By James Pilcher
The Cincinnati Enquirer
DAYTON, Ky. - Even though his office is less than 30 minutes from Cincinnati/Northern Kentucky International Airport, Joe VonLehman hardly ever takes that drive to catch a flight.
Joe VonLehman, executive vice president and co-owner of Radac Corp. in Dayton.|
(Tony Jones photo)
Instead, the executive vice president and co-owner of Radac Corp. usually drives more than 90 minutes to airports in Dayton, Louisville or Columbus to travel by air.
"Sometimes we can still make it work and fly out of Cincinnati if we plan ahead far enough in advance and stay over on a weekend, but we usually can't operate like that," says VonLehman, whose company manufactures and distributes radiator products in 12 states.

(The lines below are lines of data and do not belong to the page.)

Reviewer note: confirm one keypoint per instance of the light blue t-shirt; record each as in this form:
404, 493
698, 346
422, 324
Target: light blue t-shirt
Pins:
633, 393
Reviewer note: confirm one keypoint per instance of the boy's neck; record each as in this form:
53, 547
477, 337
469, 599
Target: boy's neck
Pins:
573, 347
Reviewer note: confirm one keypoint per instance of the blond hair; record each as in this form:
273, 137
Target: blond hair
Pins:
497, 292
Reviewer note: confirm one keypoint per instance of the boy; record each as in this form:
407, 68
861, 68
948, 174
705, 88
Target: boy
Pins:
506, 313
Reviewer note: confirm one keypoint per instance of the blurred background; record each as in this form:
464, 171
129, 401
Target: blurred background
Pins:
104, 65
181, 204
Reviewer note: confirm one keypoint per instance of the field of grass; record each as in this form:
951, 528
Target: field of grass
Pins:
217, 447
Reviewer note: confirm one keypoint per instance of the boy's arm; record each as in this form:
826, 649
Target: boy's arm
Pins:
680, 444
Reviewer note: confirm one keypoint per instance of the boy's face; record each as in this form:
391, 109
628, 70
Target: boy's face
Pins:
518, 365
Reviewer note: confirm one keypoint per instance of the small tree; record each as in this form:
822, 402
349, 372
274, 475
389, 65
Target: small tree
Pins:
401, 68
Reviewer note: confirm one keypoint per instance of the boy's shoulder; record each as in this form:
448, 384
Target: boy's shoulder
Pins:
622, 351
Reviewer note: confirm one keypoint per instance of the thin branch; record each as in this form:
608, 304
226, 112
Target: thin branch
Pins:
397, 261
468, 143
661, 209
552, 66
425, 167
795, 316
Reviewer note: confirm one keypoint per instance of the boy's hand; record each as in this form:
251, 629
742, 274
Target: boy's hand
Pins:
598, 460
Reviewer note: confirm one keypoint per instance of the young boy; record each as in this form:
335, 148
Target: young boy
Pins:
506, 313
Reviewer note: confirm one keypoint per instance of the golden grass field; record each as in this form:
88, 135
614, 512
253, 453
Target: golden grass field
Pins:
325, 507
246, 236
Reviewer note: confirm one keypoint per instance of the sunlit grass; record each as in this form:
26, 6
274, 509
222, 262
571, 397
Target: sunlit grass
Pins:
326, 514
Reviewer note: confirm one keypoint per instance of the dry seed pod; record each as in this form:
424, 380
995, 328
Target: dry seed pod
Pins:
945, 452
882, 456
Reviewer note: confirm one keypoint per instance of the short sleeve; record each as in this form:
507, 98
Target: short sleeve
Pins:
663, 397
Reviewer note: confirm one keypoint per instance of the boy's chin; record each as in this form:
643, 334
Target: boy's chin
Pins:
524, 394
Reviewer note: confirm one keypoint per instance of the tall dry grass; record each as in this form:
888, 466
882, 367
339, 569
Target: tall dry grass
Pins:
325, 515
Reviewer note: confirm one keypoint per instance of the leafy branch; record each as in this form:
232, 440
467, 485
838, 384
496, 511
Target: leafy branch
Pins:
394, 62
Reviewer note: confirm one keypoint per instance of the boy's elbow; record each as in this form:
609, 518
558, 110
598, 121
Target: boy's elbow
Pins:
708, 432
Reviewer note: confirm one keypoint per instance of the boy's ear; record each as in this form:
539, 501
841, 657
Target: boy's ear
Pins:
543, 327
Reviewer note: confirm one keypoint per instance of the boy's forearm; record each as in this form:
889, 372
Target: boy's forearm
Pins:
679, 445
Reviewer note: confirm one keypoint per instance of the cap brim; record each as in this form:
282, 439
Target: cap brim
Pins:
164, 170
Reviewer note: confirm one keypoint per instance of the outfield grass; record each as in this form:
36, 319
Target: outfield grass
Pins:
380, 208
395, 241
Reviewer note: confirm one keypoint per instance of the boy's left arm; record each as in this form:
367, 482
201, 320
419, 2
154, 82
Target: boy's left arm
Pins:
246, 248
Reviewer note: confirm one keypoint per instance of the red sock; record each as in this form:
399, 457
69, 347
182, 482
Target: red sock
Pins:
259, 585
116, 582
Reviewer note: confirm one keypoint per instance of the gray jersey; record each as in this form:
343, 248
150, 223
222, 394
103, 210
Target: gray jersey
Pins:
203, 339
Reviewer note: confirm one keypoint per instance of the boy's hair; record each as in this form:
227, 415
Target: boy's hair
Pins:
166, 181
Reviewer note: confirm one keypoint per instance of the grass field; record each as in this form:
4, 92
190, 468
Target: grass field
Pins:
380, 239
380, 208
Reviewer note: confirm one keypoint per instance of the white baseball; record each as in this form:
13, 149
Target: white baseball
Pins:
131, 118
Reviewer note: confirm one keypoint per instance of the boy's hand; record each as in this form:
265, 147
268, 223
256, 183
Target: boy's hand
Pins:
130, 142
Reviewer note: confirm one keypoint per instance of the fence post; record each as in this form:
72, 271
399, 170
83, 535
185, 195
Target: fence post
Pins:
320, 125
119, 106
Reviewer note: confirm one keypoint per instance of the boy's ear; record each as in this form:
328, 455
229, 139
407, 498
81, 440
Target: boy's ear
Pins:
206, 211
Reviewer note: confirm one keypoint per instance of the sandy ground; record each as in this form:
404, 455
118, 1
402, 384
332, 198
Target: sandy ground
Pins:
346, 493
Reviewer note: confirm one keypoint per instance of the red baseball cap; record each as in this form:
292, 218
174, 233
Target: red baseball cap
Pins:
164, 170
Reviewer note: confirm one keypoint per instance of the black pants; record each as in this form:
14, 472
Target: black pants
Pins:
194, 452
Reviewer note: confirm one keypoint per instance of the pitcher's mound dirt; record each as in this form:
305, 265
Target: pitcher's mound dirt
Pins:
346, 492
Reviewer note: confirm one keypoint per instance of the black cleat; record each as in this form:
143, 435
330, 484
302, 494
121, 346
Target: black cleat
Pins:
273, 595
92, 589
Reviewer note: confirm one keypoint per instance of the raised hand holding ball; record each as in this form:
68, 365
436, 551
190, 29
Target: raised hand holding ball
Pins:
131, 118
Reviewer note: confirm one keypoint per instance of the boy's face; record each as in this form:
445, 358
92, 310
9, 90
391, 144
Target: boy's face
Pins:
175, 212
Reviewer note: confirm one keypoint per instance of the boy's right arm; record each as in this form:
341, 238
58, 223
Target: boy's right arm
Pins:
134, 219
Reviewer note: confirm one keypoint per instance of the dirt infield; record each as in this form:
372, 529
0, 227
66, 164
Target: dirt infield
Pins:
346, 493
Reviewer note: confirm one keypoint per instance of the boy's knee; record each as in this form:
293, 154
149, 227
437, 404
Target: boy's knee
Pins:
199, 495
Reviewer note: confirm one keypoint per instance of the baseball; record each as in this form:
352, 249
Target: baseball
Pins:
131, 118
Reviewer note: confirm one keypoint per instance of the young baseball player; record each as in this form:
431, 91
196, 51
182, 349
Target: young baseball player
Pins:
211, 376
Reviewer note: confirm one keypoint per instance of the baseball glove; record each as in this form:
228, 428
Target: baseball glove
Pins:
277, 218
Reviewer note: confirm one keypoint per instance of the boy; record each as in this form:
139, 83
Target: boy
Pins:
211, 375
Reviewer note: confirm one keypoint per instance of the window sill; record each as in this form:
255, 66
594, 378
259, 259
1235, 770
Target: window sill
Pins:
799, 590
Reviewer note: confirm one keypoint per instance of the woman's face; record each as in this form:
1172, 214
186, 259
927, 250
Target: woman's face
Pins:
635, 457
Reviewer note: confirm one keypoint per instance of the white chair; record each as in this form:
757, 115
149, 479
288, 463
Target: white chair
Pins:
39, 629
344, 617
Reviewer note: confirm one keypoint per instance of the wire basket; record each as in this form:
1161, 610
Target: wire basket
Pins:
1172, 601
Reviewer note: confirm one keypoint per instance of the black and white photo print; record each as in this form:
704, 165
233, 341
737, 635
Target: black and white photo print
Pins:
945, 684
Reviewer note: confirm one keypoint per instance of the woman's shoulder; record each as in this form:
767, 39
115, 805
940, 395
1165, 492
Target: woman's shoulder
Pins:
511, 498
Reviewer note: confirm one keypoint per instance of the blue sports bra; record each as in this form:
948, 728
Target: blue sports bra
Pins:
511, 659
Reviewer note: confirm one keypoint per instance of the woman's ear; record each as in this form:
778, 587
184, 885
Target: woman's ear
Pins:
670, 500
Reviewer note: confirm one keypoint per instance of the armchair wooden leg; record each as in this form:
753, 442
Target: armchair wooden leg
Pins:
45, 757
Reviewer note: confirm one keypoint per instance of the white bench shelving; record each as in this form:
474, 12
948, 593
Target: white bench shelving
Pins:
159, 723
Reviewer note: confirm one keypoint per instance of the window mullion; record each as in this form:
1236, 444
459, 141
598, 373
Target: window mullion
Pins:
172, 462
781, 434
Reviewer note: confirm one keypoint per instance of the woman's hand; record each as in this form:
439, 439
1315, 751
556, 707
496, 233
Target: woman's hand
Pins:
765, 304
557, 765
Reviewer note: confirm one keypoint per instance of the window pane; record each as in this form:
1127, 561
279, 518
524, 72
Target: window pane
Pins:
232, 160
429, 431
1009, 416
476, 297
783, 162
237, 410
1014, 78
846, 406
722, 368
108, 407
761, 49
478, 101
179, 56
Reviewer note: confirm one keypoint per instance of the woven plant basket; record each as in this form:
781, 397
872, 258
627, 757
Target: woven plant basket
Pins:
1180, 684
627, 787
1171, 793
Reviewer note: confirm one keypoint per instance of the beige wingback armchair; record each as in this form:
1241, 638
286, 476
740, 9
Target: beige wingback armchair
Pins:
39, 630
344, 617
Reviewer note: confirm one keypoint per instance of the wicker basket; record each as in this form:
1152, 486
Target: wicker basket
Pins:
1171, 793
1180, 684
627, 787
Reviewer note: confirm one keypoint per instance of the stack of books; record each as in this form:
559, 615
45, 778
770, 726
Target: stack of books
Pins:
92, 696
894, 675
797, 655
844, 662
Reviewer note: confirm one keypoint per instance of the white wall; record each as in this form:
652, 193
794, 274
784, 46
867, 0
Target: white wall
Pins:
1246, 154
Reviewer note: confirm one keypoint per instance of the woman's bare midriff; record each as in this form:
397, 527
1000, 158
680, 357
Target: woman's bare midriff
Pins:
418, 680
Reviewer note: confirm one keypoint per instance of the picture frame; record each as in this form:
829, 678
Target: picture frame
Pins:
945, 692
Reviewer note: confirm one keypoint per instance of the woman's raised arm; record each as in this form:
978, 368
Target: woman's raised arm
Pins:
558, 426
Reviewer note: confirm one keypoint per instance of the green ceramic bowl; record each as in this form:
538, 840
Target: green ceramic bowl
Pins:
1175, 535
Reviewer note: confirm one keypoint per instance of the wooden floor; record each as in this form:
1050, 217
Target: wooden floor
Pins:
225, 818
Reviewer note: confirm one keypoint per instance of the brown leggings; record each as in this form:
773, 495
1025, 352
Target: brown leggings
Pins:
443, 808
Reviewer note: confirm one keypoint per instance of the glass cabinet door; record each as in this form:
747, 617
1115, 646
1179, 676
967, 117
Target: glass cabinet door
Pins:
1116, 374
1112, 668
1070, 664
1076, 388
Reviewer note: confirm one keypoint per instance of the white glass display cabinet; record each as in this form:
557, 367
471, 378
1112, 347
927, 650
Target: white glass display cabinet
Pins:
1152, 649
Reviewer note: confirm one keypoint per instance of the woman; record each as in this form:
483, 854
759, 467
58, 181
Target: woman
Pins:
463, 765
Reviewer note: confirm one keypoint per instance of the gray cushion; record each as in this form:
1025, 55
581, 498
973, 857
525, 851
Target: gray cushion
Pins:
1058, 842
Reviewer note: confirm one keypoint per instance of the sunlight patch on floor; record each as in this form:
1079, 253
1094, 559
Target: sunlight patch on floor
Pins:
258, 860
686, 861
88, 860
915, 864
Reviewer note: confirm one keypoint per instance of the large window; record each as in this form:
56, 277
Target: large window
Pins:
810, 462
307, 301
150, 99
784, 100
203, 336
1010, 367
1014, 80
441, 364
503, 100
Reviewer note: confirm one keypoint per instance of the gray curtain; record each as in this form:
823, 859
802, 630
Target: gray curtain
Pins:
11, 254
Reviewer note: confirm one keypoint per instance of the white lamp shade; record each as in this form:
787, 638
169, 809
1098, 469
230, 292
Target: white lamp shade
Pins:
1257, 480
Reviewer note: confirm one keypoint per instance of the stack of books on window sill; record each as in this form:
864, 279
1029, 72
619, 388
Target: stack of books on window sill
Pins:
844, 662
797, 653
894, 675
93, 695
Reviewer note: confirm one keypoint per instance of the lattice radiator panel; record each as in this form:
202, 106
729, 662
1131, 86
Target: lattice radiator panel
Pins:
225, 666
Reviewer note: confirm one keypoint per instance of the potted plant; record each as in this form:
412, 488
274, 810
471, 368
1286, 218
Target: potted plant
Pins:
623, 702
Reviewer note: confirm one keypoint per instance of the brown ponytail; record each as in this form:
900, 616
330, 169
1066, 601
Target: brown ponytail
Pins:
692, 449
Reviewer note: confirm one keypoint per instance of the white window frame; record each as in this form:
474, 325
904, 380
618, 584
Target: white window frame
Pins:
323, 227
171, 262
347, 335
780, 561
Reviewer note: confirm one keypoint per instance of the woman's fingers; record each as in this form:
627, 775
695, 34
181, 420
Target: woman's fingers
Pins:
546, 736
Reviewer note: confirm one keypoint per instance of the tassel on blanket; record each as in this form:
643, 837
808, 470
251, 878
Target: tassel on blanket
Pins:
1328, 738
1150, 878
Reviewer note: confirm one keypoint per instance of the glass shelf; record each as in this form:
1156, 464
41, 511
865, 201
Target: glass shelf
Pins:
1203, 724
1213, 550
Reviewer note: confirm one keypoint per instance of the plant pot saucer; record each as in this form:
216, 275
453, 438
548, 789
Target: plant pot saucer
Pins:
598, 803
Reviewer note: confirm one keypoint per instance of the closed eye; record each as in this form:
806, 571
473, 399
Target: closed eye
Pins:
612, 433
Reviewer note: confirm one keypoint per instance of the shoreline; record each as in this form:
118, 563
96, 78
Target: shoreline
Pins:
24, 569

"Pretty much all the time now, we tell our guys to either drive or go to one of the other regional airports - because it can be just about double here what it is there," says VonLehman, whose company spends as much as $20,000 annually on air travel. "That puts a real crimp in our productivity, but it's a sacrifice we have to make."
According to a new study commissioned by Cincinnati airport officials, VonLehman and his employees are some of the 2,500 travelers from the Cincinnati area who use the region's five other airports every day. That is more than one in four local travelers, or 28 percent of the local market.
VonLehman points directly at the fare disparity as the reason for his decision. All five major airports surrounding Cincinnati offer low-cost competition, while the local airport does not. Those flying from Cincinnati paid 56 percent more than the national average, adjusted for market size and trip length, in the second quarter this year, according to the federal Transportation Department.
Acknowledging that the airport is a major economic boon for the region, VonLehman also said he is willing to pay more for a direct flight, compared with the connections he makes out of other airports. But the pricing is too high to make it worth it anymore, he said.
"I understand how Delta can do this and how it's gotten to this point, but it doesn't make me like it any more than I do," he said. "It's almost like they would just as soon not worry about passengers getting off and on in Cincinnati and just have it as a pure hub."
"And while it is an economic force, that force has gotten out of whack balanced with the cost to the region," he said.
So, VonLehman said, his choice is to leave or pressure the airport to provide incentives to pull in other carriers - something he admits is not likely.
"It's not an easy equation, and I understand that. But I've got to do what I have to survive."